MANHATTAN (CN) — New York City’s attorneys astonished a judge Monday in a suit over the death of Eric Garner, saying their police force is not obligated to discipline officers who kill, injure or violate the rights of civilians.
“It’s not a duty,” New York City Law Department attorney Steven Kitzinger asserted during hourlong oral arguments on Monday. “It is discretionary.”
Manhattan Supreme Court Justice Joan Madden appeared incredulous of the argument. Repeatedly asking the lawyer to clarify the position, Madden asked Kitzinger whether he could envision any case where a commissioner has a duty to discipline an offending officer rather than just open an investigation.
Referring to the New York City Charter, Kitzinger replied: “I think that grants a power.”
Justice Madden will test that claim in deciding a petition over whether to open an inquiry of Garner’s 2014 chokehold death.
Long before George Floyd’s dying gasps of “I can’t breathe” renewed momentum in the Black Lives Matter movement, a viral video of Garner using the same words in Officer Daniel Pantaleo’s chokehold a little more than half a decade ago sent thousands of New Yorkers onto the streets. The national outcry led to state, federal and administrative inquiries, as well as the disciplinary trial that led to the Pantaleo’s firing.
The Department of Justice and local prosecutors in Staten Island declined to pursue criminal charges against the officer, and Garner’s family claims that these proceedings have produced more questions than answers.
“There is no area of local government where public accountability is more necessary than policing, especially when police conduct results in the loss of life,” Garner’s family said almost exactly a year ago in a 25-page petition.

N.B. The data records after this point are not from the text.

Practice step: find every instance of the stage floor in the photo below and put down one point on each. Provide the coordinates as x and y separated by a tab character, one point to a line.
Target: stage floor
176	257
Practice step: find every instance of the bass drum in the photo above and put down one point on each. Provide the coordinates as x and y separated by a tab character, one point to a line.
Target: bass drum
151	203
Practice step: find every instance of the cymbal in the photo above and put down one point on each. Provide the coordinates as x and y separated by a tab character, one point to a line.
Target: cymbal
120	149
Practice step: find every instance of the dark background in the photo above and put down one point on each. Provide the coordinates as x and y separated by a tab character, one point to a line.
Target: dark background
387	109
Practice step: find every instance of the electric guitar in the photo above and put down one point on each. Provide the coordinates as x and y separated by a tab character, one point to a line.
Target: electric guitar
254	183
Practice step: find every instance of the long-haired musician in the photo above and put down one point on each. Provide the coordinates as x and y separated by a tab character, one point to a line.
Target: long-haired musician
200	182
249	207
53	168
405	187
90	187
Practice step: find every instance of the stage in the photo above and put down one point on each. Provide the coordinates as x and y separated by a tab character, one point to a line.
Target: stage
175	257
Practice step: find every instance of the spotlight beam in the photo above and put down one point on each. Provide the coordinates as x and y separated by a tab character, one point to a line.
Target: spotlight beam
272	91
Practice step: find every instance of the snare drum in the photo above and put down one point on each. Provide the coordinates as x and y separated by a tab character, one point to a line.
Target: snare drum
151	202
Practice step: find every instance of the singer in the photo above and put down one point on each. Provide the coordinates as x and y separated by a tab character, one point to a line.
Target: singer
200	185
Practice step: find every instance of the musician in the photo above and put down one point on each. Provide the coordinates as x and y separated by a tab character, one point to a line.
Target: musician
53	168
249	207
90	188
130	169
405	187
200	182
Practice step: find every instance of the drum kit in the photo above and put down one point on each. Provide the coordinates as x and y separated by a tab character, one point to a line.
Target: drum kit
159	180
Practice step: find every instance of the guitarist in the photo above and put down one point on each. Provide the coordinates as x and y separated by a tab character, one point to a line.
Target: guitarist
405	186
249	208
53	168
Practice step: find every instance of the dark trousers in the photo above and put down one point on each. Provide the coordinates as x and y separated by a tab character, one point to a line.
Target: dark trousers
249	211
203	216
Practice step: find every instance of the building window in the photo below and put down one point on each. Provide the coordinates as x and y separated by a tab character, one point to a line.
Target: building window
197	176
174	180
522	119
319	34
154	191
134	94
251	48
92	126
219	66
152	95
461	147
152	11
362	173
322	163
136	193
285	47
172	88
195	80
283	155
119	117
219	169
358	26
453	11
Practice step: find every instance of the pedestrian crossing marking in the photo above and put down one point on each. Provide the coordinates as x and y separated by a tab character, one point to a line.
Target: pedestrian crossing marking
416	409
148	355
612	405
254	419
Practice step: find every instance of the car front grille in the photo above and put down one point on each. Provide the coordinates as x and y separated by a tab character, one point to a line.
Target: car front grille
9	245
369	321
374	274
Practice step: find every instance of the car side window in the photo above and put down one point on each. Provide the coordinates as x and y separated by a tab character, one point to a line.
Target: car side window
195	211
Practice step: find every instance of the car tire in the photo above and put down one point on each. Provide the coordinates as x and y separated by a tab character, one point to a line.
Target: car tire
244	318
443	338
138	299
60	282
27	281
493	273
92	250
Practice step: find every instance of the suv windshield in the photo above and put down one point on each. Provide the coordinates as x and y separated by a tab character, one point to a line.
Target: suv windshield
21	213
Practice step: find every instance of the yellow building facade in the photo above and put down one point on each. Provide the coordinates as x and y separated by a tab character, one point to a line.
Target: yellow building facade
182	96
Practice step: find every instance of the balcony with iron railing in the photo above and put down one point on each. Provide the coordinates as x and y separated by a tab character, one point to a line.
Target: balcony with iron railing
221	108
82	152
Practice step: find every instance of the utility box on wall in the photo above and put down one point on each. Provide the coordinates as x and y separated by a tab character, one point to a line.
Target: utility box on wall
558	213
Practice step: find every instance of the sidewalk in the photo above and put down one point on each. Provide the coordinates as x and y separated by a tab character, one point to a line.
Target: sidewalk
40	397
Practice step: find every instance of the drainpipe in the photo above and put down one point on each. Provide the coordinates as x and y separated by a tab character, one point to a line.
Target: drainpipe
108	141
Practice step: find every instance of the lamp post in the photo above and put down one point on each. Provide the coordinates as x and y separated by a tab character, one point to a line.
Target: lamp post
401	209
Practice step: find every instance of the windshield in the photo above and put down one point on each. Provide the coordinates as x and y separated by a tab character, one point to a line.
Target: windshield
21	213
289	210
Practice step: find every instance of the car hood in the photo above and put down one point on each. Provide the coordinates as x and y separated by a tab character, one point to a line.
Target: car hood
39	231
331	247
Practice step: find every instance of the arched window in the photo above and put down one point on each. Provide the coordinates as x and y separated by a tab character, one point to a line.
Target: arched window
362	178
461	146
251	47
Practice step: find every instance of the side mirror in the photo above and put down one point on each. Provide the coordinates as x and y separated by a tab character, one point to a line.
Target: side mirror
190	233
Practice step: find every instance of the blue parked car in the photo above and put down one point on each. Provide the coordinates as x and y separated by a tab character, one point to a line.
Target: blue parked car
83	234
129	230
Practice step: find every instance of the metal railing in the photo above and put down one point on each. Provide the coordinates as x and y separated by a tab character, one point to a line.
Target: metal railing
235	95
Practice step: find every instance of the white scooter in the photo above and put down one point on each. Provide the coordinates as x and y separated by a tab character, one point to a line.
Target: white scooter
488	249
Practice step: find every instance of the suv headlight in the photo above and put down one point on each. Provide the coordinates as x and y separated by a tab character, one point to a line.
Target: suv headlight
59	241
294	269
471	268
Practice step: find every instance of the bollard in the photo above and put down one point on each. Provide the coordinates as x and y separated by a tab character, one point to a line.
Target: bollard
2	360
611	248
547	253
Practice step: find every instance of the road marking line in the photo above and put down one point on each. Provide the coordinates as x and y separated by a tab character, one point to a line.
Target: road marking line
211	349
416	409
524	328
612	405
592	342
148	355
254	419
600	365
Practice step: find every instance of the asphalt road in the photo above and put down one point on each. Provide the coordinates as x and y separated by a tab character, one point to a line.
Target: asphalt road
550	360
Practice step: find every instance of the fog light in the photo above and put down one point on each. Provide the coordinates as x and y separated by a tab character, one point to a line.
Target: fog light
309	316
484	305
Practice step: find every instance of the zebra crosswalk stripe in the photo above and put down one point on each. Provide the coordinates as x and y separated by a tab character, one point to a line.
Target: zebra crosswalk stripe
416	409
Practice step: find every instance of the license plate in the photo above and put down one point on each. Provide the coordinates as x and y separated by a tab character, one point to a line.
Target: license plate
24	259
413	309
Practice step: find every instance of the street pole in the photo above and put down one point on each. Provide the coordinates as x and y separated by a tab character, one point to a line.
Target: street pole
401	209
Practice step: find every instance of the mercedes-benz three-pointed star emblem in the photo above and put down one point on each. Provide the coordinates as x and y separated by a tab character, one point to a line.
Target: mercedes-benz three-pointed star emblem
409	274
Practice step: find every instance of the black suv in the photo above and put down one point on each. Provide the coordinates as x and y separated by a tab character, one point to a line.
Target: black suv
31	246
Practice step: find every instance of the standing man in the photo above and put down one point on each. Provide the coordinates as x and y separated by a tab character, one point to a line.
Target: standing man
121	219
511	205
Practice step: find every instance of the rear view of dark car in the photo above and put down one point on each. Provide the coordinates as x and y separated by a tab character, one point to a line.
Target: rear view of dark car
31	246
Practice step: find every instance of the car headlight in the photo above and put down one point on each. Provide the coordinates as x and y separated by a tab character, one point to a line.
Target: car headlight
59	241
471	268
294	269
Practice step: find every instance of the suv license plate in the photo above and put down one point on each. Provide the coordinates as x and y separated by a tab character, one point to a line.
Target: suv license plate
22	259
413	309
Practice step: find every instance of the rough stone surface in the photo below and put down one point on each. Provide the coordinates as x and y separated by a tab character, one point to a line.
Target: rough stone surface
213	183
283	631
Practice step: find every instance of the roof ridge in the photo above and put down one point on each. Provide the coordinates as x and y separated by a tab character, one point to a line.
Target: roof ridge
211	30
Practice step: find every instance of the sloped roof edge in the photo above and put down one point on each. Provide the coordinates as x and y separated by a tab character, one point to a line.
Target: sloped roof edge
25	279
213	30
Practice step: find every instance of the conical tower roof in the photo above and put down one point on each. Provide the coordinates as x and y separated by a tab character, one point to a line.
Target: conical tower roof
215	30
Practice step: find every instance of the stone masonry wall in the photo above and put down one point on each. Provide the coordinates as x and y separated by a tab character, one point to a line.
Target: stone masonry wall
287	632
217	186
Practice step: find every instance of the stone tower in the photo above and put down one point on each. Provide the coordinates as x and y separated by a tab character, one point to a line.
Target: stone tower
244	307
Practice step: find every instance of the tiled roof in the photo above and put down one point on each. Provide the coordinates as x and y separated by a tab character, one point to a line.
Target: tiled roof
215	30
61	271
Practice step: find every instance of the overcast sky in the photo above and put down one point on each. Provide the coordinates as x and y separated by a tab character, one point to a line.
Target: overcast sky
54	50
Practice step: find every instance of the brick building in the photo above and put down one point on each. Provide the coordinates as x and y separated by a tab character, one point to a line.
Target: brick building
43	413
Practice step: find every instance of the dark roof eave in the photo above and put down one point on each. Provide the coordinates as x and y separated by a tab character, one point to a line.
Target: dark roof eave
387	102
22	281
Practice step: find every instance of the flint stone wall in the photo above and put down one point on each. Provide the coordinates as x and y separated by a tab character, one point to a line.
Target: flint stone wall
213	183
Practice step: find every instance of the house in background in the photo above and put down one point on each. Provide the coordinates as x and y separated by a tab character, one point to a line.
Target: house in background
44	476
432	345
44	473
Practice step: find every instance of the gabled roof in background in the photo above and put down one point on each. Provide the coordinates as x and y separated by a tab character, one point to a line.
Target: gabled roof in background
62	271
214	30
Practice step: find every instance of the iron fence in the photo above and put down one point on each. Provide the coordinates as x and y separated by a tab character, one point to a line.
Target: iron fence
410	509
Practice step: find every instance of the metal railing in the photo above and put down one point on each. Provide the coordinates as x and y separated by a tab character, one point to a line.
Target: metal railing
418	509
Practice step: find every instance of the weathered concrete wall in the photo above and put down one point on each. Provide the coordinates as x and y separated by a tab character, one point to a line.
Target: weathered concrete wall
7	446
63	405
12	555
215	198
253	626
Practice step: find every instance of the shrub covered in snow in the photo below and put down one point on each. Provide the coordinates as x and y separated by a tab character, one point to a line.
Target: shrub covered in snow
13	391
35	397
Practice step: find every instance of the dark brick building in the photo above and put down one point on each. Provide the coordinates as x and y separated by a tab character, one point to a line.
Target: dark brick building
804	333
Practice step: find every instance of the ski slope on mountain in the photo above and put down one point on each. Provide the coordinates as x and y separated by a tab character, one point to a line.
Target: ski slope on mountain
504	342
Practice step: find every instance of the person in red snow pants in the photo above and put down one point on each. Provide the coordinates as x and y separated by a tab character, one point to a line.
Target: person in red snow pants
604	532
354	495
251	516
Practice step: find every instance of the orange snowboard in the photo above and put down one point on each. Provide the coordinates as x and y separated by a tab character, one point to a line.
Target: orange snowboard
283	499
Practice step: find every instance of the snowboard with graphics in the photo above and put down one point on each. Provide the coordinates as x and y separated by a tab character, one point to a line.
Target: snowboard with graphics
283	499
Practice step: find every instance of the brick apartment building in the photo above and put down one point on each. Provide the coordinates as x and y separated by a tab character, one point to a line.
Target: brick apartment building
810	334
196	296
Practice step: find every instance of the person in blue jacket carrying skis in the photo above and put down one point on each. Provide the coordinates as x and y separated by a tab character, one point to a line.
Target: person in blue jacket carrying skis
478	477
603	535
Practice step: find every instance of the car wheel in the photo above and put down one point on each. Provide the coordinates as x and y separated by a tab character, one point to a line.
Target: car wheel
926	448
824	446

“Yet, there has been scant information released by the city about Mr. Garner’s death,” they wrote. “For example, the city has not even identified all of the NYPD officers present at the scene. Further, the public has been made aware of only one disciplinary proceeding: Daniel Pantaleo, the officer whose chokehold led to Mr. Garner’s death, had a semi-public administrative hearing that failed to address several unanswered questions and, indeed, raised even more questions.”
Leading the fight to reopen the Garner case is his mother, Gwen Carr, who has sought justice tirelessly amid setbacks, resistance and bureaucratic hurdles. She said found the city’s legal position today insulting.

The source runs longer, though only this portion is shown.